The profile bucket specifies the directory where the profile output is generated. The name and location of the profile output are controlled by defaults that you can modify with environment variables.



Note - tcov uses the same defaults and environment variables that are used by the compiler options that you use to gather profile feedback: -xprofile=collect and -xprofile=use. For more information about these compiler options, see the documentation for the relevant compiler.

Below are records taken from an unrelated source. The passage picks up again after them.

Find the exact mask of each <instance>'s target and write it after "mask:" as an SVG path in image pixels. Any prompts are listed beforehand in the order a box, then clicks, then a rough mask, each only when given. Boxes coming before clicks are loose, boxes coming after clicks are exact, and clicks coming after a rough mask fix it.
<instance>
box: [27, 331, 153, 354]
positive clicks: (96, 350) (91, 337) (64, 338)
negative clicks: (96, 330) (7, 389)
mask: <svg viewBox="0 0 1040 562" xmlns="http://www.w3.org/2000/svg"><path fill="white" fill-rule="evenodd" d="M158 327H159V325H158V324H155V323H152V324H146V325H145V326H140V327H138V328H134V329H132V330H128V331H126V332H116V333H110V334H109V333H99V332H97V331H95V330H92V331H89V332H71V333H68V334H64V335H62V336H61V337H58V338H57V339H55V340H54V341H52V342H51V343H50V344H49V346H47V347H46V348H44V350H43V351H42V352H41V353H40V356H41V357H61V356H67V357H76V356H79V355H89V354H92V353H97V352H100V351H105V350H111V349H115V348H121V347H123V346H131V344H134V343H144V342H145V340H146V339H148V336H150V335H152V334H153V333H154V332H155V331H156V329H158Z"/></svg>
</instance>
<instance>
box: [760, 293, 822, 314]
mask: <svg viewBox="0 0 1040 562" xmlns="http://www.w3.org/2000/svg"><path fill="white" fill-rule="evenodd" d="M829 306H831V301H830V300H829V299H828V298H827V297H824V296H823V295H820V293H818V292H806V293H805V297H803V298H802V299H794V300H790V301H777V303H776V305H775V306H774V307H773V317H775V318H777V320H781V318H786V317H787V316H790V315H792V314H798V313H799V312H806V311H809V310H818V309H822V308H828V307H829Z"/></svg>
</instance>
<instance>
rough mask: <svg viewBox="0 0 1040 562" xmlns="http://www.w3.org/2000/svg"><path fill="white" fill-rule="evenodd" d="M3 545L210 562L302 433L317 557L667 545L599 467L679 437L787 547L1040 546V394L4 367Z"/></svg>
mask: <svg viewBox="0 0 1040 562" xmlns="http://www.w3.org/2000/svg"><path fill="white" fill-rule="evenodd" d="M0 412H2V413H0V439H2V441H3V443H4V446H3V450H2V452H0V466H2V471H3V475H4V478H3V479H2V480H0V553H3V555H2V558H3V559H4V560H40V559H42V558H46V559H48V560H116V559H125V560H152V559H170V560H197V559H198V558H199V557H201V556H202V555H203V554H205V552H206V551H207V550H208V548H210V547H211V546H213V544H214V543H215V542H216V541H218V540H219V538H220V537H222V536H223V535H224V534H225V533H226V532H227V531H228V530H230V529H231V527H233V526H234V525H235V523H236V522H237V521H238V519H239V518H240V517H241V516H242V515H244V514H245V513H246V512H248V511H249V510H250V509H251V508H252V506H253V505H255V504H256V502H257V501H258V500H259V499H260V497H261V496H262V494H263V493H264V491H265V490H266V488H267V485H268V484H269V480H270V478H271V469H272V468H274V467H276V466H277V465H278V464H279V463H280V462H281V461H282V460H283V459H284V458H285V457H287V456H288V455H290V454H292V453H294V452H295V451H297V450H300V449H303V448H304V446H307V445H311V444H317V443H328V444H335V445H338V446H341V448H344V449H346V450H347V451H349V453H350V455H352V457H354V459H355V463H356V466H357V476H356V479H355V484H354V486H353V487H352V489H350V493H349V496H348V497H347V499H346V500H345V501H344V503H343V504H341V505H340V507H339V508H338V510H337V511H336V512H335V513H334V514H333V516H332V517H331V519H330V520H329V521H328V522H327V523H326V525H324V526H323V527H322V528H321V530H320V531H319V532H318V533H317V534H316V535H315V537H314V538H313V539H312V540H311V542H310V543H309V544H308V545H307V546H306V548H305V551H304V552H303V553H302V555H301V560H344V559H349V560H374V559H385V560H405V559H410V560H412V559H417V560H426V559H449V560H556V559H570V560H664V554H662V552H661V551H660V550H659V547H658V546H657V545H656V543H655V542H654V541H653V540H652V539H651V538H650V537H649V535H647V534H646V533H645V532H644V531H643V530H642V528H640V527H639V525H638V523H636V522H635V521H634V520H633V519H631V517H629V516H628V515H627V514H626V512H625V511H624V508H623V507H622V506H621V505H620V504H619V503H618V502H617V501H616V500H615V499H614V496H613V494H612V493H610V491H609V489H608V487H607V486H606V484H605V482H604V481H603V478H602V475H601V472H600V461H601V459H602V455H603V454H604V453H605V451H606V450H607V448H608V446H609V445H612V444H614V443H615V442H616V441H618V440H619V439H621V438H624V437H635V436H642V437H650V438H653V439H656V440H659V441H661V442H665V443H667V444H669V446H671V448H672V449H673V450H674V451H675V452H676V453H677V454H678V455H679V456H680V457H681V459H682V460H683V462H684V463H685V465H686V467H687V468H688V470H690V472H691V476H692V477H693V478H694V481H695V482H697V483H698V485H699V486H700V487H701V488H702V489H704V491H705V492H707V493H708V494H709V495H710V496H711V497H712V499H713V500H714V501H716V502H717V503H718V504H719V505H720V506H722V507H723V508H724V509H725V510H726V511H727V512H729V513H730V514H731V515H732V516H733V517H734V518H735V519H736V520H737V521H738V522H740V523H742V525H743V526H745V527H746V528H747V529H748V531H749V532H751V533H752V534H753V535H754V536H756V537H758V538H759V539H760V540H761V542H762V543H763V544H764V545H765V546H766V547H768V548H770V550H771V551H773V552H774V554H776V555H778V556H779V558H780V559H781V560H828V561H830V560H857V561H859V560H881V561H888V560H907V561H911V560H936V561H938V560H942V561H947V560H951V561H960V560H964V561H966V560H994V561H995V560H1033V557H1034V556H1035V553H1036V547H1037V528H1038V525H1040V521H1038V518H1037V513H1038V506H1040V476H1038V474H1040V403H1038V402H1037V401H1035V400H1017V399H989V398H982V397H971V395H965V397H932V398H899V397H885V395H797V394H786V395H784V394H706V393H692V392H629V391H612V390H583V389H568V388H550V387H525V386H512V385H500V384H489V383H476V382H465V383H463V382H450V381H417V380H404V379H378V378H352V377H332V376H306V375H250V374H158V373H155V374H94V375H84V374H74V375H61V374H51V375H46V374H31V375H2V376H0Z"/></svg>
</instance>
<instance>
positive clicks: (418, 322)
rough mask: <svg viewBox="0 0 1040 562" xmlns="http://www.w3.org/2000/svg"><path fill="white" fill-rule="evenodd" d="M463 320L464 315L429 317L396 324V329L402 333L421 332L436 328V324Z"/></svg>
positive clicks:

The default profile bucket is named after the executable with a .profile extension and is created in the directory where the executable is run. Therefore, if you run a program called /usr/bin/xyz from /home/userdir, the default behavior is to create a profile bucket called xyz.profile in /home/userdir.

A UNIX process can change its current working directory during the execution of a program. The current working directory used to generate the profile bucket is the current working directory of the program at exit. In the rare case where a program actually does change its current working directory during execution, you can use the environment variables to control where the profile bucket is generated.

You can set the following environment variables to modify the defaults:

Can be used to specify the name of the profile bucket at runtime. The value of this variable is always appended to the value of SUN_PROFDATA_DIR if both variables are set. Doing this may be useful if the name of the executable is not the same as the value in argv[0] (for example, the invocation of the executable was through a symbolic link with a different name).

Can be used to specify the name of the directory that contains the profile bucket. It is used at runtime and by the tcov command.

TCOVDIR is supported as a synonym for SUN_PROFDATA_DIR to maintain backward compatibility. Any setting of SUN_PROFDATA_DIR causes TCOVDIR to be ignored. If both SUN_PROFDATA_DIR and TCOVDIR are set, a warning is displayed when the profile bucket is generated.

TCOVDIR is used at runtime and by the tcov command.